Synopsis of 4×15: With his secrets laid bare and desperate to rescue William from Darhk, Oliver calls in help from Vixen, suspends his campaign for mayor and ultimately finds a way to hit Damien’s power at the source.
Rating: ★★★☆☆
“What does it say about our relationship if your first instinct is to never tell the truth,” Felicity asks Oliver at the top of this week’s episode of Arrow, “Taken.” It’s a statement she probably could have made dozens of times since the series started and it’s strange to see it deployed here as it is.
So much of the interpersonal drama of Arrow has come from the secrets characters hide from each other and, despite their attempts to infuse some drama and consequences for those secrets, there’s little new here for longtime watchers of the show.
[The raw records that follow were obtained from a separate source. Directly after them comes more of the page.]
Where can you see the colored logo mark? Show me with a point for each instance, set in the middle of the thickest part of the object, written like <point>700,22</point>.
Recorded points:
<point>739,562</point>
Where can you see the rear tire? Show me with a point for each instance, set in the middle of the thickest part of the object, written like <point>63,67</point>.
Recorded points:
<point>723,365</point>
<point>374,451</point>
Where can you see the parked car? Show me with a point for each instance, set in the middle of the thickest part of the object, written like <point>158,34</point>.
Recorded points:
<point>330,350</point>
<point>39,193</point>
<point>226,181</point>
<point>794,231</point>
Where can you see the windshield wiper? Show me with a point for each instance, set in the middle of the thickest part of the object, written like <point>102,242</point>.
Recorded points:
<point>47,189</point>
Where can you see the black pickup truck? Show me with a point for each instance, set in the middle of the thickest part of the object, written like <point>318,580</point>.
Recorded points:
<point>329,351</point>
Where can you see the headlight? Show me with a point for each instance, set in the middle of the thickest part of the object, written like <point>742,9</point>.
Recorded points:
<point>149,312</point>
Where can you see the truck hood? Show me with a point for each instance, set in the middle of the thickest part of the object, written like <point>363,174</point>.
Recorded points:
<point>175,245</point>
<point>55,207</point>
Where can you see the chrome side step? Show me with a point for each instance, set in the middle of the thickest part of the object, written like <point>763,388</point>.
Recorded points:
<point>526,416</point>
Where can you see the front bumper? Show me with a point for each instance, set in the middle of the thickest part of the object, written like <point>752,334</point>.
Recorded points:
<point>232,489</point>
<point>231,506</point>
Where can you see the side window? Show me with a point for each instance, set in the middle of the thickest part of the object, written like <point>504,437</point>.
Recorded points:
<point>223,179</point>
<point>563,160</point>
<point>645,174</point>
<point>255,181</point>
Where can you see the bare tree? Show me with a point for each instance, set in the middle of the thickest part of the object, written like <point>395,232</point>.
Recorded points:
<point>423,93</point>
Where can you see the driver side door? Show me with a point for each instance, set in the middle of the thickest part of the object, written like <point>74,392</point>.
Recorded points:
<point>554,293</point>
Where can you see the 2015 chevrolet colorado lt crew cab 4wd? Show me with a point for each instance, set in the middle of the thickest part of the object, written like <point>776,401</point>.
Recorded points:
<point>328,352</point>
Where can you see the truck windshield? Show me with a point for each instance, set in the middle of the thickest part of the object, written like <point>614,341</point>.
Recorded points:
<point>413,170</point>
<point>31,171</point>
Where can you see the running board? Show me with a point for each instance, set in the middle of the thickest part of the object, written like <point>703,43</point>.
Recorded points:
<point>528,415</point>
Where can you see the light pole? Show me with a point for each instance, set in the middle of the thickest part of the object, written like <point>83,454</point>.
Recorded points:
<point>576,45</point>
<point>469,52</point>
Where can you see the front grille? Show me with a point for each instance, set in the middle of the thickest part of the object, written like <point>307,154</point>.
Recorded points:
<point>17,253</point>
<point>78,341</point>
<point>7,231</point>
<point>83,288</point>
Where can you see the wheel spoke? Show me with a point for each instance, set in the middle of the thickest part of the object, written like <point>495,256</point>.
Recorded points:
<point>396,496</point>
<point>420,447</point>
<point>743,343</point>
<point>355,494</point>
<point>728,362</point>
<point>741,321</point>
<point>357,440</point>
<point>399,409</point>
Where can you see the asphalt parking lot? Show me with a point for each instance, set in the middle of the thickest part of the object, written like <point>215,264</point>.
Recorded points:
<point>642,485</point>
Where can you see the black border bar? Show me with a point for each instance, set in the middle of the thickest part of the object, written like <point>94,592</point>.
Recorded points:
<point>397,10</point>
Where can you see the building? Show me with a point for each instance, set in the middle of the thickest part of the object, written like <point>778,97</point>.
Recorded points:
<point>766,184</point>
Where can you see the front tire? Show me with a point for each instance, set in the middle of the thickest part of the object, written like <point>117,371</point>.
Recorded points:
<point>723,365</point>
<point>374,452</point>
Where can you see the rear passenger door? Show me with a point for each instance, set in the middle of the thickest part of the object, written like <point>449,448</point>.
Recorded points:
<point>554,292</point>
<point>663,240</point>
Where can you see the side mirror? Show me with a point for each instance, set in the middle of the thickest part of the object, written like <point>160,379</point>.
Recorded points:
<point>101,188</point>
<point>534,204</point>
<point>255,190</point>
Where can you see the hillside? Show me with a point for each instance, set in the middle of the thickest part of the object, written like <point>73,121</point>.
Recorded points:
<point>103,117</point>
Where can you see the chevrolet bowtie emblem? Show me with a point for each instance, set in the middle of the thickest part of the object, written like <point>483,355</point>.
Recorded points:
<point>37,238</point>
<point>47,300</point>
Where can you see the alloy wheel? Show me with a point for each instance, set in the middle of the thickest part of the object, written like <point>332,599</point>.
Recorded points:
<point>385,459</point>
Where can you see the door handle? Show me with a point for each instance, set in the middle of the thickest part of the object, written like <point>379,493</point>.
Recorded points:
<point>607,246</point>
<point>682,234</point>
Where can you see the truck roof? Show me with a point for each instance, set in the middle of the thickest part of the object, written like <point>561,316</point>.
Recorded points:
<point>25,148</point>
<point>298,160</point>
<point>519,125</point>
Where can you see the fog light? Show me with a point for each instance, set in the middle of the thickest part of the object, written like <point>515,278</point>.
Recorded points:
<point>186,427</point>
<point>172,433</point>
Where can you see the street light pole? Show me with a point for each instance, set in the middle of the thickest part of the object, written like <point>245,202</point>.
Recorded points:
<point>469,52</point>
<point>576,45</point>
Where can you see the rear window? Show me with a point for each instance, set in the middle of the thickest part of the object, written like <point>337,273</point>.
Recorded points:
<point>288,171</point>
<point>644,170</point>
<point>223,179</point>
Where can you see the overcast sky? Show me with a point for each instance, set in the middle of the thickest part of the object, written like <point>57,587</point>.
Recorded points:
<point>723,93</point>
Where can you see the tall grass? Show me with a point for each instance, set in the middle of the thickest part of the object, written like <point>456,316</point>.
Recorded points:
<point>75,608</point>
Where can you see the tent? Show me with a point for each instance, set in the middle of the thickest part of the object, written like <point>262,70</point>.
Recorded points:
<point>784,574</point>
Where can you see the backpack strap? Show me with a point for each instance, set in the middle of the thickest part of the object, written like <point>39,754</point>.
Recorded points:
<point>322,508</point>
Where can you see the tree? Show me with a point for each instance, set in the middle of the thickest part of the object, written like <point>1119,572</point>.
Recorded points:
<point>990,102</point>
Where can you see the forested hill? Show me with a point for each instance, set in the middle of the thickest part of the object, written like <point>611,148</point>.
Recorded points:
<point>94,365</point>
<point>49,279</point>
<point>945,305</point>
After Darhk kidnapped William last episode, Oliver and Samantha are desperate to find their son, even recruiting Detroit’s animal-themed hero, Vixen, to help track down the agent of HIVE. There’s some fun action here but the majority of the plot is fairly standard. It’s another episode where the game tangles with Darhk and he beats them up with magic.
At least the effects are neat. I noted how great Vixen’s effects looked in the character’s animated debut but they’re really cool in live action. The producers clearly infused her powers with ethereal, magical style and it looks great, better than this show often has and it highlights one of the most interesting issues about the show’s main cast.
There’s a compelling case to be made that moreso than in Flash, the extended cast of Arrow is stronger than the core protagonists. After being a less than compelling character in the first two seasons, Laurel is often an interesting driven individual with a host of her own stories. In his best moments, Diggle’s focus on family is much more compelling than what’s going on in any given episode.
The standout moments of this season have been Vixen’s appearances here and Constantine’s appearance at the beginning of the season that also gets a brief shoutout here. With everyone else going through familiar character beats, only the characters in the series’ margins get to have any development or fun.
Despite this, the focus is really on the consequences here. Vixen and Oliver figure out a way to at least temporarily break Darhk’s power, Oliver suspends his mayoral campaign, Felicity breaks her and Oliver’s engagement and learns to walk again. It’s nice to see the show begin to take steps at interrogating its characters and their relationships but it feels too little, too late. I mean, is Oliver lying about his son to Felicity the worst thing he’s done?
Remember when he married Nyssa al Ghul and took over an international terrorist syndicate without telling anyone? Remember when he set Felicity up to help him fight an insane, homicidal super villain? Remember when Oliver concealed Malcolm’s identity as Thea’s real father from everyone?
I mean, at least he has a reason for not telling people about William and everyone agrees that he’s in the right for not talking about his son but apparently this is the last straw for Felicity. I just don’t buy it, especially under the circumstances laid out here. At least Malcolm and Thea’s breakdown at the episode’s conclusion feels real and lived in, like a natural development in these two’s often complicated relationship.
“Taken” is clearly setting up the endgame for this season more than anything and it will be interesting to see how the major players get in position for the season’s final episodes but the big emotional beats feel less like game changes and more like minor shuffles of the cards. It’s good to see Arrow begin to make changes to the status quo, but it needs to ground those developments in believable actions and character motivations.